しかも、音が不安定だと指摘すると返ってきたのは、
「え、エコーかかってないからじゃない?
なんか下手に聴こえるんだけど」
──いや、そうじゃない。
問題は環境ではなく、基本操作の未経験だった。
でも、彼女はそれを「わからない」と言わない。
「バンド経験はある」と言っていたので、最初は「まあ、慣れていないだけかな」と思っていたが、やがて確信する。

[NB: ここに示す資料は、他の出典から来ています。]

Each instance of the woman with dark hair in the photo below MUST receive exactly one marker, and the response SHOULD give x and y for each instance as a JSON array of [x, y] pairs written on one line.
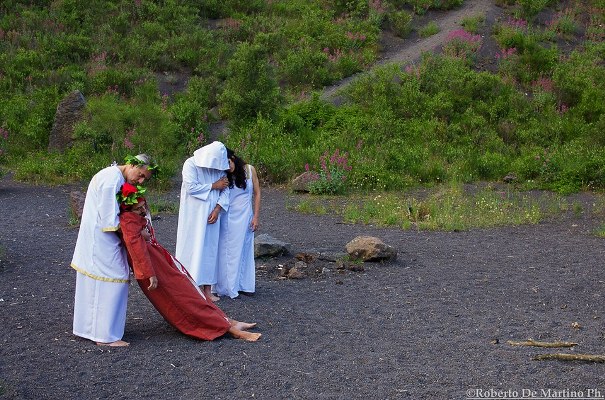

「これは、カラオケで歌が褒められて“できるつもり”になったタイプだ。」
結果として、
スタジオ機材が扱えない
マイクの使い方もわからない
それを“機材のせい”にしてしまう
という悪循環に。
音合わせをするどころか、自分のセッティングすら人任せでは、バンドとしてどうにもならない。
当然、そのままでは進まないので──
やむを得ず、やり方を一からレクチャーすることになった。
それからしばらくして、ようやく最低限の環境構築ができるようになったが、
その間にこちらの心はけっこう消耗していた。
歌が上手いかどうか以前に、“共に音を出す覚悟”があるかどうか。
それがボーカルとして、なにより大事な要素なのだと知った。
🎹【番外編】 雨に消えた、ライブ当日ドタキャン姉さん
これは、少し時期の違うバンドでの話だ。
初の屋外ライブ。
天気は不安定だったが、主催から「中止」の連絡はなかった。
曇天の空の下、機材を抱えて会場へと向かう。
ところが──
キーボードが来ない。
時間になっても、現れない。連絡もない。
ようやくスマホに届いていたのは、一通のメールだった。
「雨が降ってきて、中止になると思って泣いちゃった。
道中、折り返しで帰っちゃった。」
あまりに感情ドリブンすぎる判断だった。
現場はすでに晴れており、ライブは決行される様子。
主催の判断で出演バンドは絞られたが、我々はキーボード不在のため辞退。
その後、彼女から再びメールが届く。
「もう行けません。」
──それが、最後の連絡だった。
リハの調整も、スタジオのブッキングも、手探りで積み重ねてきた数ヶ月。
本番の朝、たった一通のメールで全部が“なかったこと”になった。
そのライブを境に、バンドは自然と活動停止。
次第に連絡も途絶え、解散の言葉もないまま、
私たちはバンドを失った。
この出来事から学んだことがある。
バンドは、音だけじゃない。
信頼と覚悟でできている。
どんなに音が合っても、
どれだけ曲が良くても、
一人の「行かない」で、全部が終わることがある。
📝まとめ
以上、私が出会った「困ったバンドメンバー」たちでした。
でも、どの人も悪気があったわけではなく、
「知らないまま突き進んでしまった」だけだったと思う。
自分もそうだった。
あのサイドギターの音の壁の中で、自分の音作りに悩んでいた。
ドラマーのそよ風リズムに巻き込まれ、自分の演奏力を疑った。
ボーカルのセッティングを手伝いながら、「どうして何もやらないんだろう」と思った。
でも今なら言える。
「音楽は、人と一緒にやるものだ」
演奏力や機材よりも、
「相手とどう合わせるか」「知らないことを認められるか」
そういう姿勢こそが、バンドの空気を作る。
そして、それができる人と出会ったとき──
音楽は、ただの音以上のものになる。